Another thing. I fly for business enough to have obtained a few free round trips. Facts again are stubborn things. Fewer people fly for pleasure today than in recent decades. It is getting so we recognize each other on flights all over the country. B2B is what is keeping business alive today. Tell me all is ok, I can sell you some desert land at 2006 prices.
It is not a good thing to have opinions funded by Hollywood myths and trendy ill-informed newspapers. All those in the know on most any subject see the GROSS silliness portrayed by Hollywood for the fantasy of inept directors and actors.
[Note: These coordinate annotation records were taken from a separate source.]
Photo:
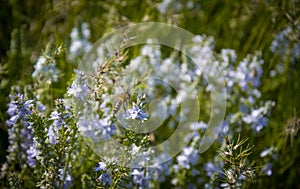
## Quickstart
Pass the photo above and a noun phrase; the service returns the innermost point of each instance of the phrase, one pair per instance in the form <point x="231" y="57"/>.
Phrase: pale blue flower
<point x="139" y="178"/>
<point x="105" y="178"/>
<point x="267" y="169"/>
<point x="79" y="88"/>
<point x="210" y="169"/>
<point x="101" y="166"/>
<point x="137" y="113"/>
<point x="32" y="154"/>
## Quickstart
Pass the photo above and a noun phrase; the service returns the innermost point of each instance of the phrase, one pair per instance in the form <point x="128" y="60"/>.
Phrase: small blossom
<point x="137" y="113"/>
<point x="139" y="178"/>
<point x="100" y="167"/>
<point x="267" y="169"/>
<point x="188" y="157"/>
<point x="105" y="178"/>
<point x="79" y="88"/>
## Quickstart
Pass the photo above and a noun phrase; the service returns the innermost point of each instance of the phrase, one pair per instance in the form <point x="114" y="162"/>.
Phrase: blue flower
<point x="267" y="169"/>
<point x="137" y="113"/>
<point x="210" y="169"/>
<point x="139" y="178"/>
<point x="100" y="167"/>
<point x="32" y="154"/>
<point x="105" y="178"/>
<point x="79" y="88"/>
<point x="18" y="108"/>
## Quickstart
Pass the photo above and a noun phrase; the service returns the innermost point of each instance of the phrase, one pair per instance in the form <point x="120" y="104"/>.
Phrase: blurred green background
<point x="26" y="27"/>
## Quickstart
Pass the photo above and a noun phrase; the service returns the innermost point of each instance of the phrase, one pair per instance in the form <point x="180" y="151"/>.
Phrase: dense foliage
<point x="45" y="136"/>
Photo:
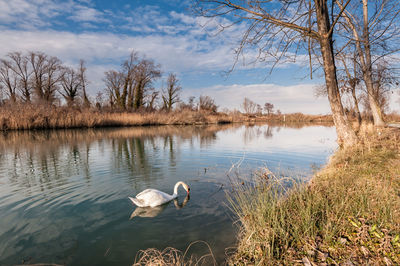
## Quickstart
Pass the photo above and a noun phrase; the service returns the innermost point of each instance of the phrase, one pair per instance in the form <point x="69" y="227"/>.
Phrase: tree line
<point x="361" y="31"/>
<point x="38" y="78"/>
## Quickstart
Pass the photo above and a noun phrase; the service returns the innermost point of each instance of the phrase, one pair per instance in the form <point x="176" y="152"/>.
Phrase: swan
<point x="153" y="197"/>
<point x="148" y="212"/>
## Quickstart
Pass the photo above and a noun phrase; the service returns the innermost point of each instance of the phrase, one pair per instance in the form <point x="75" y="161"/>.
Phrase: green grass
<point x="348" y="212"/>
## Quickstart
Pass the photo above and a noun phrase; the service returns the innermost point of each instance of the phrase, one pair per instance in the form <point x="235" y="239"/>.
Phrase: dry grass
<point x="172" y="256"/>
<point x="349" y="213"/>
<point x="29" y="116"/>
<point x="51" y="117"/>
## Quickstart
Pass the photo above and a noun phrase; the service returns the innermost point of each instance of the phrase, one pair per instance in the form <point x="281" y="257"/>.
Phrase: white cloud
<point x="87" y="14"/>
<point x="288" y="99"/>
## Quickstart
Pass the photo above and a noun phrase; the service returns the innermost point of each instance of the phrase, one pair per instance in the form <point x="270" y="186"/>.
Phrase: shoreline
<point x="348" y="213"/>
<point x="33" y="117"/>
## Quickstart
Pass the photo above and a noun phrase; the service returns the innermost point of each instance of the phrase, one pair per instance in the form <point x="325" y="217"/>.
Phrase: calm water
<point x="63" y="194"/>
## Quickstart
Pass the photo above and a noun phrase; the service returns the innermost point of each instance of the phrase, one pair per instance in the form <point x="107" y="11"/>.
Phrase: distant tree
<point x="131" y="86"/>
<point x="373" y="28"/>
<point x="47" y="72"/>
<point x="268" y="107"/>
<point x="114" y="82"/>
<point x="152" y="99"/>
<point x="259" y="109"/>
<point x="70" y="85"/>
<point x="249" y="106"/>
<point x="144" y="75"/>
<point x="207" y="103"/>
<point x="99" y="100"/>
<point x="19" y="64"/>
<point x="349" y="81"/>
<point x="83" y="83"/>
<point x="384" y="80"/>
<point x="170" y="95"/>
<point x="8" y="80"/>
<point x="279" y="30"/>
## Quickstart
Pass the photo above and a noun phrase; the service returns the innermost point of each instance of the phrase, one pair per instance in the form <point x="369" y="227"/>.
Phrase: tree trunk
<point x="358" y="113"/>
<point x="345" y="133"/>
<point x="367" y="73"/>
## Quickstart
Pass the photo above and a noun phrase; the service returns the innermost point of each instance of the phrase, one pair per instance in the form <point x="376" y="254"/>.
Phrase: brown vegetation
<point x="50" y="117"/>
<point x="348" y="214"/>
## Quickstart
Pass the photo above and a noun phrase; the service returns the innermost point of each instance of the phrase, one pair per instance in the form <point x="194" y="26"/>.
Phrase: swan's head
<point x="184" y="185"/>
<point x="187" y="188"/>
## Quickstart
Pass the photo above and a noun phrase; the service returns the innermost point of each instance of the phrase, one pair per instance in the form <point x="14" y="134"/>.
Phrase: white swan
<point x="153" y="197"/>
<point x="149" y="212"/>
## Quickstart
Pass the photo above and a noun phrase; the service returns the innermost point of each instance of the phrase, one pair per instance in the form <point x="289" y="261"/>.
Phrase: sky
<point x="104" y="33"/>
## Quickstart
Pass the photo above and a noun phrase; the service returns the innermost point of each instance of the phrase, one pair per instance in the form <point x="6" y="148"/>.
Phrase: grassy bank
<point x="27" y="116"/>
<point x="51" y="117"/>
<point x="349" y="212"/>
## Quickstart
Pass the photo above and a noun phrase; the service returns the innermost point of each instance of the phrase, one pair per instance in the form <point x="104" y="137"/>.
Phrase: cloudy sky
<point x="104" y="32"/>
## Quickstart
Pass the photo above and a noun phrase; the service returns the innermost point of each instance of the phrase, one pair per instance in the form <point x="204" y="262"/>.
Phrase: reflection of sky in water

Along with explosive decompression in space the myth about bullets and aircraft continues as noted below...drama is not real life and those who know nothing about what a bullet can and cannot do are ill prepared to comment or teach; yet the silly lap up the lies like nectar...Hollywood on average today is made up of inept high school diploma holders and drop outs who did well in drama and drug culture but poorly in science or any serious subject.
Southwest Airlines recently landing in Yuma showed the survivability of a small opening in the fuselage. El-AL shows guns are a great thing to have on commercial planes every time they fly. Facts are stubborn things.
John F .. are you for real? It has been proven over and over and over again that a bullet hole will not cause a catastrophic de-pressurization. Just in case you didn't know it, aircraft cabins are actually open to the atmosphere via an outflow valve, but kept pressurized by bleed air from the engines. The air inside a 757 is exchanged about every 2 to 3 minutes with a continual flow from outside.
@John F-
Complete myth. Try again. Far more people have been killed because of a lack of guns on planes (in the right hands). Nobody has ever died due to depressurization (or would ever die, for that matter) caused by bullet holes.
Paulweber and Ron Paul are OK up to a point. The last thing you want is someone with a gun on board a plane. The quickest way to kill everyone on board is to punch a hole in a pressurized cabin at 32,000 feet.
Not much useful to offer regarding the TSA, except that eventually these same schmucks (and it will be the same schmucks) are going to be running the health-care system.